Thank you. But if you're OP you still gotta write it out.

lol
>we don't know for sure
>but I know how you would act either way
lol

Quantum randomness and the schrödinger's cat are fact, and against Determinism. Don't let broken flesh Golems tell you otherwise - all they have is desire for their opinion.

>(You)
>lol
No, not lol you stupid fuck. Write out, right now, what would you do if your life wasn't predetermined. Do it right now.

I would choose to argue that life is predetermined lmao

No free will, no action. No action no success. Living a tremendous reflex is not how it goes.

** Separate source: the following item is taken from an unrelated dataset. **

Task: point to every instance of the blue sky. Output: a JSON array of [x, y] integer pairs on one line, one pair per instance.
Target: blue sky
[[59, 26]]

>Measuring instruments interfere with electrons at the quantum level therefore we have free will
10/10

>And if you don't want to follow that piece of advice, then ask yourself why.
Because drive to live etc, I may not believe I have free will to anything meaningful degree, but I am still aware of and will attempt to avoid things that can kill me.

I don't believe in destiny either, as I don't believe what is to come has yet to come or is written anywhere, it's just gradually unfolding with the current state of the universe being responsible for the future state of the universe (i.e. this second responsible for the next for infinity).

I feel like these discussions tend to be fruitless because people talk over each other too, to put it plainly, my saying I don't believe in free will is equivalent to my believing that if I go back in time, however long back, it will unfold exactly the same due to the state of the universe at that time, my mental state at that time (as a result of my history, previous mental states and blabla), my neurons clicking as they do because of the events that preceded them etc -- and these are all outside of my control, thus no free will. There is nothing in addition to these causes that floats above them and allows me to somehow tweak my actions beyond that. Additionally, nobody controls their thoughts. The thoughts I happen to have pop into my head and that I give credence to popped in without my wanting them to (since I wasn't aware of the thought before it popped in, you can't think a thought before you've thought it etc) even though I might retroactively decide it was a good thought and be glad I had it.

I'm not OP though and I don't see it interfering with my being successful in any way.

A different experiment shows it has to do with just knowledge of the path the electrons take. See here: youtu.be/U7Z_TIw9InA?t=305

The universe is somewhat deterministic, there is also some free will

Has it right

Confusing these things as dichotomies is your first mistake

answer lies in kabbalah

The fuck is a free will? A refusal to investigate a structure of a decision-making process, or a denial of any such structure, while also denying it the randomness? It really isn't a coherent notion at all. There either are reasons for the decisions you make (which makes the decision deterministic) or there aren't (which makes it random), though realistically it's always a combination of both. But neither correspond to any "freedom" in the meaning that "free will" usually tries to convey. That is, unless you add some decision-making object, or substance, that you prohibit to ask questions about.